Business

'Ice age' job-seekers who graduated after Japan's economic bubble burst flock to public-sector positions

JIJI

While the government is trying to help people in the employment “ice age” generation find jobs, applicants are primarily being drawn to only a small number of public-sector job positions.

The ice age generation refers to those who graduated from school between around 1993 and 2004, after the collapse of the bubble economy in the early 1990s. Many of them, who are now in their 30s and 40s, were unable to find stable jobs.

As of Jan. 30, 33 local governments had newly employed or planned to employ ice age job-seekers, according to the Ministry of Internal Affairs and Communications.

In Takarazuka, Hyogo Prefecture, 1,816 people applied for only three positions offered by the city, meaning 1 in about 600 applicants would be able to land a job. The Health, Labor and Welfare Ministry had applications from 1,934 people for 10 positions.

The government aims to increase the number of regular workers from the ice age generation by 300,000, mainly in the private sector, but it is a tough road ahead. Some private-sector companies are struggling to attract new workers.

Major staffing company Pasona Group Inc. plans to hire 300 employees for positions related to regional revitalization. Some 400 people have applied so far.

“We may have been able to attract job-seekers by setting regional revitalization as the theme of the recruitment campaign,” a Pasona public relations official said.

In August last year, Hello Work public job-placement offices started accepting job offers exclusively for the ice age generation from firms across the country. Companies had offered a total of 1,290 positions by the end of last year, but only 54 people were hired.

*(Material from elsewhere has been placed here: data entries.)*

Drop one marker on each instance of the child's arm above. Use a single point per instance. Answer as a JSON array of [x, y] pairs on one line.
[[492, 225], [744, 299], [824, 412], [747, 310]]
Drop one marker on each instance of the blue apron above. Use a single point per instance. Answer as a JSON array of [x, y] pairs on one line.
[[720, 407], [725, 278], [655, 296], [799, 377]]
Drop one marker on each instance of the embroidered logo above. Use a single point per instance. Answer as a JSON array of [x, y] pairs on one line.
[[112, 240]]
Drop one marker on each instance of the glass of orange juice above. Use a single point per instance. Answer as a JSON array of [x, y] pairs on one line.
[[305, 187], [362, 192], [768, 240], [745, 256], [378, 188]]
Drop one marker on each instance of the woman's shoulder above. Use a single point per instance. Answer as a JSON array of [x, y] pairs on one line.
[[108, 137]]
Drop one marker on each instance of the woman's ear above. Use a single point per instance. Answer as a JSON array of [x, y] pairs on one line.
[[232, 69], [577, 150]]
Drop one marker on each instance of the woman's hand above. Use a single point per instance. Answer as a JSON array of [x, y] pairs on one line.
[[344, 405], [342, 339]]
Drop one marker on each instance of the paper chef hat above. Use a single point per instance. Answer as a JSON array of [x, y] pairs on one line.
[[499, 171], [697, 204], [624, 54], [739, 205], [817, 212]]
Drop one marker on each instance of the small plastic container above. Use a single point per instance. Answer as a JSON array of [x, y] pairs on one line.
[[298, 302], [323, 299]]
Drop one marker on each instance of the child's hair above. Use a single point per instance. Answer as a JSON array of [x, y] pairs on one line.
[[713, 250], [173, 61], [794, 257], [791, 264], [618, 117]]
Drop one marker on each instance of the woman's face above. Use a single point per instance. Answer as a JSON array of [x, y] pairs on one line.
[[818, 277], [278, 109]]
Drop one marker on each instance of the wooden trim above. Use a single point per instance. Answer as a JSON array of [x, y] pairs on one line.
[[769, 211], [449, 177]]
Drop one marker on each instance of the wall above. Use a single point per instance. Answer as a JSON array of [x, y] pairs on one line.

There has been a discrepancy between supply and demand in the labor market, analysts said. While about half of the offered positions were driving jobs or for transportation services, for which the manpower shortage is serious, many job-seekers hope to work in clerical positions, regardless of whether they are from the ice age generation or not.

Yusuke Shimoda, senior economist at the Japan Research Institute, said that job-seekers tend to think that “work conditions at sectors suffering labor shortages are tough.”

In September last year, major logistics company Sankyu Inc. unveiled a plan to employ 300 regular workers over the next three years.

It had received applications from a little more than 60 people by the end of 2019, but only 10 of them were employed. In many cases, applicants did not have the required background or conditions were not met, according to the company.